Después de haber contemplado el fresco largamente en soledad, me he sentado en un café, frente a la plaza del Duomo y he soñado con el espacio hermético de esa pintura llena de símbolos. Hay quien cree que el enigma de esta escena se halla en la identidad confusa de la figura que está sentada a la diestra de Jesús. Millones de turistas acuden de todas partes para comprobar si efectivamente se trata de María Magdalena como sostiene el autor del tópico best-seller El Código da Vinci, o por el contrario es Juan, el apóstol más joven e ingenuo. Su discípulo predilecto.

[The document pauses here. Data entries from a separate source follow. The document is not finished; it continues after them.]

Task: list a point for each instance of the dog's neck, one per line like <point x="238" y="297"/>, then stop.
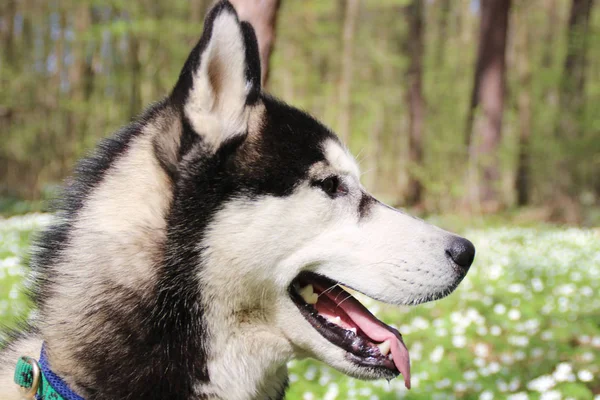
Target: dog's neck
<point x="246" y="363"/>
<point x="247" y="354"/>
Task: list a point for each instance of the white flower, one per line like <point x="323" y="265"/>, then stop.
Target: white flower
<point x="551" y="395"/>
<point x="487" y="395"/>
<point x="459" y="341"/>
<point x="310" y="373"/>
<point x="518" y="396"/>
<point x="494" y="367"/>
<point x="585" y="376"/>
<point x="470" y="375"/>
<point x="332" y="392"/>
<point x="437" y="354"/>
<point x="514" y="314"/>
<point x="564" y="373"/>
<point x="542" y="383"/>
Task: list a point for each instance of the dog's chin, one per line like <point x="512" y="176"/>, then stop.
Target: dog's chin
<point x="333" y="327"/>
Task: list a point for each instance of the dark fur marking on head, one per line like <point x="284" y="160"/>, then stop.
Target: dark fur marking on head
<point x="364" y="207"/>
<point x="253" y="72"/>
<point x="154" y="340"/>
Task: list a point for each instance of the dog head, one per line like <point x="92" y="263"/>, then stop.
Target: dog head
<point x="269" y="211"/>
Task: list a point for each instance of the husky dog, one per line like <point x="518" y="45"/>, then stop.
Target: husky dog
<point x="204" y="246"/>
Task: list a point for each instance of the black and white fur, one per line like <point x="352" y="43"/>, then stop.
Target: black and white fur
<point x="165" y="274"/>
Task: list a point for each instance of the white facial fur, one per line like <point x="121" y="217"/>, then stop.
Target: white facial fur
<point x="265" y="243"/>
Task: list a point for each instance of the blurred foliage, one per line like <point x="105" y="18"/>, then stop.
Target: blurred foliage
<point x="72" y="72"/>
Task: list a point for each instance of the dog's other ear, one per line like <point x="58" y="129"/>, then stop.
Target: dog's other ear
<point x="220" y="78"/>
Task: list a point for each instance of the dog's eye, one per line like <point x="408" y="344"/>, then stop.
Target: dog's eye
<point x="333" y="186"/>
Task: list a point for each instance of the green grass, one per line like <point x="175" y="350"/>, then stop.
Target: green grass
<point x="525" y="323"/>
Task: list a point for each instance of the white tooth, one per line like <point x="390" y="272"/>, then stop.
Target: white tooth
<point x="384" y="347"/>
<point x="308" y="294"/>
<point x="314" y="299"/>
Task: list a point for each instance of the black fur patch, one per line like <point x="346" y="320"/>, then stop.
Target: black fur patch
<point x="253" y="72"/>
<point x="364" y="207"/>
<point x="181" y="91"/>
<point x="88" y="174"/>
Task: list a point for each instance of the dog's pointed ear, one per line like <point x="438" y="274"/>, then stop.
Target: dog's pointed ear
<point x="220" y="78"/>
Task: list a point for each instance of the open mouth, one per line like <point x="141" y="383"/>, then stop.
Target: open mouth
<point x="346" y="323"/>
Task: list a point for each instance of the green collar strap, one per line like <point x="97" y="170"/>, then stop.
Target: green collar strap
<point x="37" y="381"/>
<point x="33" y="382"/>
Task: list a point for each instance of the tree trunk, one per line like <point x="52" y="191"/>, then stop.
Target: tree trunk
<point x="523" y="174"/>
<point x="416" y="105"/>
<point x="350" y="15"/>
<point x="572" y="95"/>
<point x="135" y="102"/>
<point x="262" y="14"/>
<point x="484" y="121"/>
<point x="568" y="128"/>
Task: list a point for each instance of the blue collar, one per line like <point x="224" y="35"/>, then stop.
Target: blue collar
<point x="55" y="381"/>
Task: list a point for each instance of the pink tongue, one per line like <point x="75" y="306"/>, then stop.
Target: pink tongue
<point x="374" y="329"/>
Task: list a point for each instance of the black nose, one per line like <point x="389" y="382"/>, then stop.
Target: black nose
<point x="462" y="252"/>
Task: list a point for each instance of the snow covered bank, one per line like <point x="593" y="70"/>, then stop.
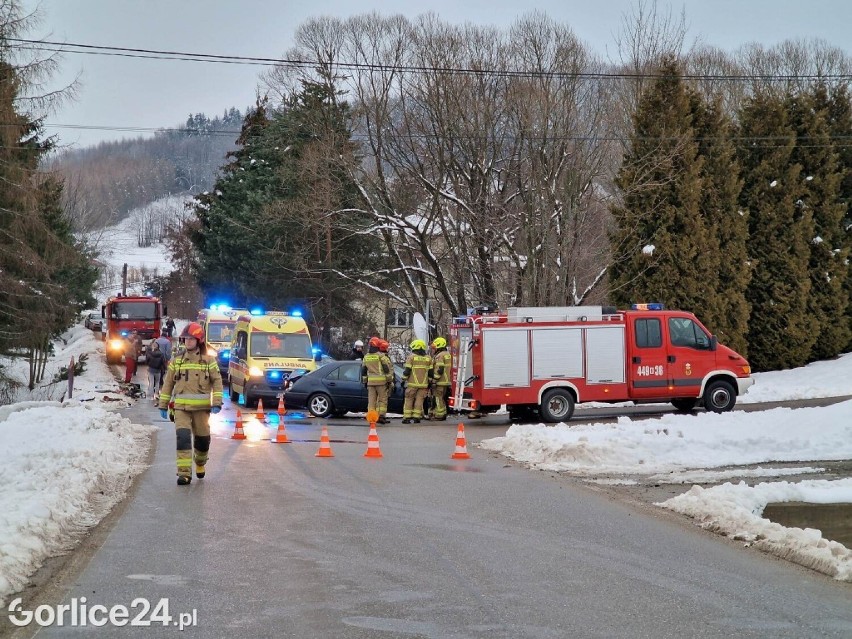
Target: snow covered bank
<point x="735" y="511"/>
<point x="675" y="443"/>
<point x="62" y="468"/>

Sin embargo sólo algunos descubren que el misterio del fresco no radica ahí, sino en el alimento que está en los platos. En ellos no aparece para nada la consumición del Cordero Pascual de la que hablan los Evangelios. El menú de la cena de Leonardo consiste en pescado rancio, aderezado con limón, quizá para enmascarar su olor a podrido. ¿Por qué? Ningún historiador del arte ni profesor de estética, que yo sepa, nos lo ha explicado. Aparte de esto, la luz cenital crea una atmósfera de suspense como si algo estuviera a punto de ocurrir o acabase de ocurrir a nuestras espaldas. La delación de Judas y la negación de Pedro están en el aire de algunas miradas. El destino se insinúa con el lenguaje críptico de las manos cuyos gestos son indescifrables para el espectador actual que, a pesar de todo, capta el mensaje que Leonardo quiso dar a través de una escena de belleza herética.

Llueve sobre esta ciudad irreal como en esa pintura petrificada, difuminada por la humedad del aire en una gama de grises empapados, de azules tan limpios como las pupilas de un pintor que hacia el año 1495 cruzaba esta misma plaza cubriendo sus bocetos con una túnica de lino. Leonardo trataba de investigar arcanos cuya clave se escondía aquí, en las calles oscuras de Milán y que todavía nadie ha podido desvelar.